Se dovesse giungere a Trigoria un’offerta irrinunciabile per uno dei senatori, non sarà subito cestinata, anche se una cessione di questo calibro sarebbe meglio farla con la calma del calciomercato estivo, per non avere la fretta di trovare rimpiazzi di livello. De Rossi ha ancora un anno di contratto e dovrebbe rispettare la scadenza, gli altri «big» possono favorire il «Supermarket Roma». Chi si sentirà arrivato alla fine di un ciclo potrà cambiare aria, Strootman è nella capitale dal 2013 ed è rimasto soprattutto per sdebitarsi della fiducia che il club gli ha dato quando il ginocchio lo faceva dannare, ma tra poco avrà 28 anni e potrebbe essere il momento giusto per una nuova sfida.
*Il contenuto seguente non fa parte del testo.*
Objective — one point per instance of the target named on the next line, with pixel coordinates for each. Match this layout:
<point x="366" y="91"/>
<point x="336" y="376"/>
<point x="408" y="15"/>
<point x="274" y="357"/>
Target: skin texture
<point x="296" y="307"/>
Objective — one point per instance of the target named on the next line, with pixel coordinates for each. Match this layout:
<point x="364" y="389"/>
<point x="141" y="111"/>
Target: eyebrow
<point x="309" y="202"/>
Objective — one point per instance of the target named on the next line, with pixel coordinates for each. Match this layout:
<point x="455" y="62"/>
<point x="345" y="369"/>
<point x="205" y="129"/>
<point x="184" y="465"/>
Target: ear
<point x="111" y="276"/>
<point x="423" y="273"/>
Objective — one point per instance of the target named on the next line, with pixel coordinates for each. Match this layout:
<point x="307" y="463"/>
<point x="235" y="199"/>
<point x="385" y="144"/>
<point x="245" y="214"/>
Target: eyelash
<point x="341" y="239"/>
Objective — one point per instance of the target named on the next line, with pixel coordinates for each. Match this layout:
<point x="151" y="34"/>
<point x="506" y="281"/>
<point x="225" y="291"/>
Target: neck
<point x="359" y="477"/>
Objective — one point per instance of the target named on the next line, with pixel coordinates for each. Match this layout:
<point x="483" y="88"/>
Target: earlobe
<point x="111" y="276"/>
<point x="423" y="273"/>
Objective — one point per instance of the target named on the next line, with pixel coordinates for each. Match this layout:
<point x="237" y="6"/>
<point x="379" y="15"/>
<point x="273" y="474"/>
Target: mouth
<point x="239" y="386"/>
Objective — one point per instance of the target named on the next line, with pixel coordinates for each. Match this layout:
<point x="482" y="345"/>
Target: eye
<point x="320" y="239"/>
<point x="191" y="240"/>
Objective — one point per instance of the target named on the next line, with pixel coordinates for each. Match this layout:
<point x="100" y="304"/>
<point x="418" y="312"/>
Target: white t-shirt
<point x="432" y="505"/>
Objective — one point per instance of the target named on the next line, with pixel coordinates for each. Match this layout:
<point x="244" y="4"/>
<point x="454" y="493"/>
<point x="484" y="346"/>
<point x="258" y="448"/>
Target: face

Le prestazioni non sono alla sua altezza, la «lavatrice» è stata aggiustatatre volte ma fatica a girare come una volta. Dzeko, invece, fa il bello e il cattivo tempo: un anno da bidone, uno da bomber e ora una via di mezzo. Ha cominciato la stagione con i ritmi della passata, poi si è perso. El Shaarawy e Perotti vanno ad intermittenza, a volte sono decisivi altre dei fantasmi in campo, Nainggolan difetta nei comportamenti, Florenzi da terzino lascia ancora qualche dubbio e a differenza degli altri romani e romanisti non ha mai escluso l’idea di un futuro lontano dalla capitale. Una Roma che, volente o nolente, non conosce intoccabili.